I think my guts just had a chinese fire drill
there are definitely too many half naked pictures of me out there for me to ever be famous.
I successfully cooked a taquito with a lighter! My stomach hurts now tho.. im either guna blame it on the undercooked taquito or im feeling guily about porkin my brothers gf a lil bit ago
Im telling you now. Hang out with winning football players and you get whatever the hell you want. Sorry to wake you. But its important knowledge.
Is it standard protocol to defriend someone after they give you chlamydia?
the australian girl literally just drank an entire pitcher of beer in about twenty seconds. i want to go to there.
She cut off the top of a watermelon and is now eating it with a spoon. She's more than half done.
We've started doing pot butter shots. WHY AREN'T U HERE
We had a pillow fight. It looks like an angel exploded here. A DRUNK ALCOHOLIC ANGEL
Someone just knocked jenga into a plate of cake.

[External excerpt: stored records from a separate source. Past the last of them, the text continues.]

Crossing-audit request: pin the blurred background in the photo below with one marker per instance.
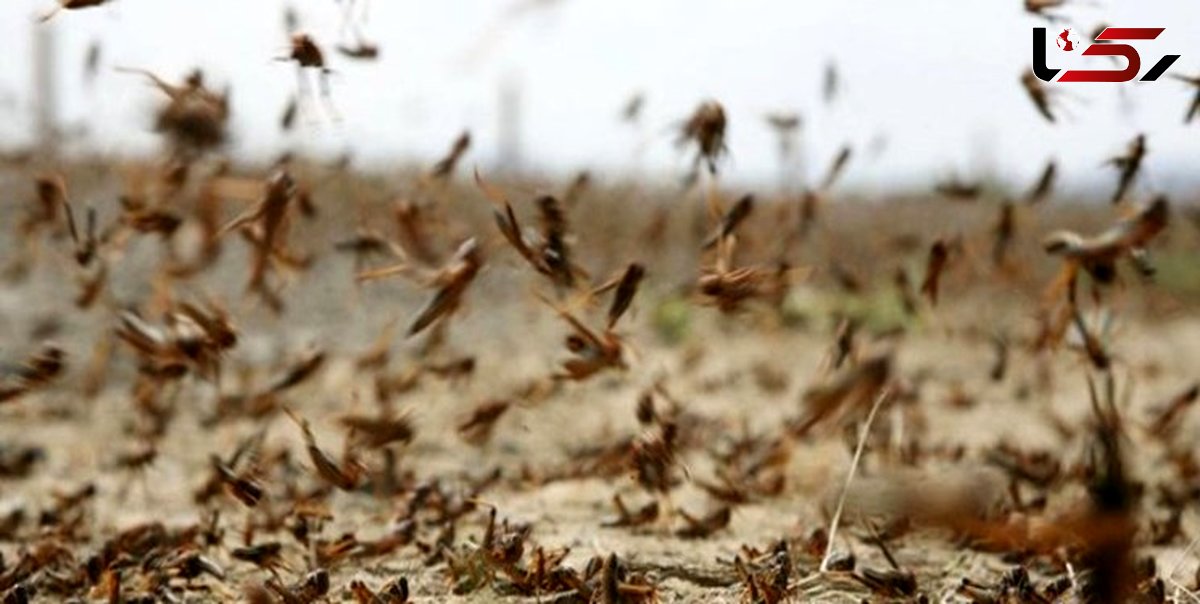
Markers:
(922, 90)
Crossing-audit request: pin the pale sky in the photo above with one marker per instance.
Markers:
(934, 81)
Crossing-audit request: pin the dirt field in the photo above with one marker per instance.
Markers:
(955, 437)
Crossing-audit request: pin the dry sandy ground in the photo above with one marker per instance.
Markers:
(82, 440)
(741, 375)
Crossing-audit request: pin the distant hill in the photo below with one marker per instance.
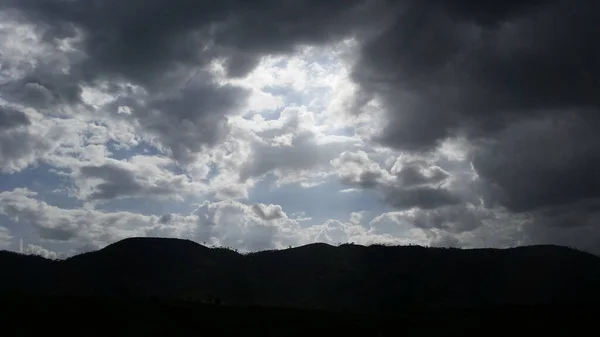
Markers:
(374, 279)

I'm licking off each piece one by one.
I wasn't an ass in college so much more like I showed my ass a lot especially during serious beerpong games. You know I don't fuck around when it comes to sports.

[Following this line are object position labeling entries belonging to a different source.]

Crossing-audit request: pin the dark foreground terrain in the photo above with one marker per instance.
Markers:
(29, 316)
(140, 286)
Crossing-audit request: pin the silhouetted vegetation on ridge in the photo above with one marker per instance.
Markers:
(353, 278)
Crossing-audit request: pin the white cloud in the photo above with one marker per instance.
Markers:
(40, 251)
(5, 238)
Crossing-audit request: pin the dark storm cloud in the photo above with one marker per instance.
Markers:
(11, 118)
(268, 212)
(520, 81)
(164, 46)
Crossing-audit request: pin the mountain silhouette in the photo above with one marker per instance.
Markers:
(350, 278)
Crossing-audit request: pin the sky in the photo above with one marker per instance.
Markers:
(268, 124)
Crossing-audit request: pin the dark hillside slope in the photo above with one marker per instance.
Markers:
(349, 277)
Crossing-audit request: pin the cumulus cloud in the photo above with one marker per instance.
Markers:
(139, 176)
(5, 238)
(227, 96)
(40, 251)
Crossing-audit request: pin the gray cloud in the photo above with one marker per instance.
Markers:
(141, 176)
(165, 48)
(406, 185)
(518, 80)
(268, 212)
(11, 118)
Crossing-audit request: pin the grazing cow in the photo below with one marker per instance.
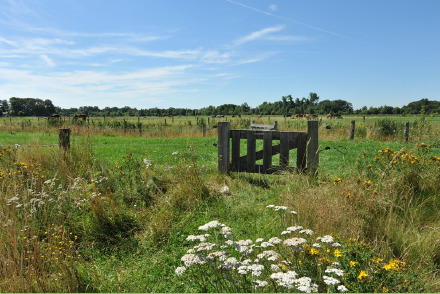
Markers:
(79, 115)
(54, 116)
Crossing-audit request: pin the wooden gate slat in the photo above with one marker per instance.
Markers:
(306, 144)
(251, 148)
(284, 149)
(235, 152)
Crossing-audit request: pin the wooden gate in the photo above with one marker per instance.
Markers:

The fact that you got a stranger guy to buy you a pizza off tinder makes me feel amazing
My walk of shame is starting to become positively reinforcing; I stop by Starbucks and when I leave I look someone just heading to work.
We walked into the RA's room and he said "is that alcohol" and I screamed "IT'S WATER" and ran out and Vanessa slammed the door and started making out with him.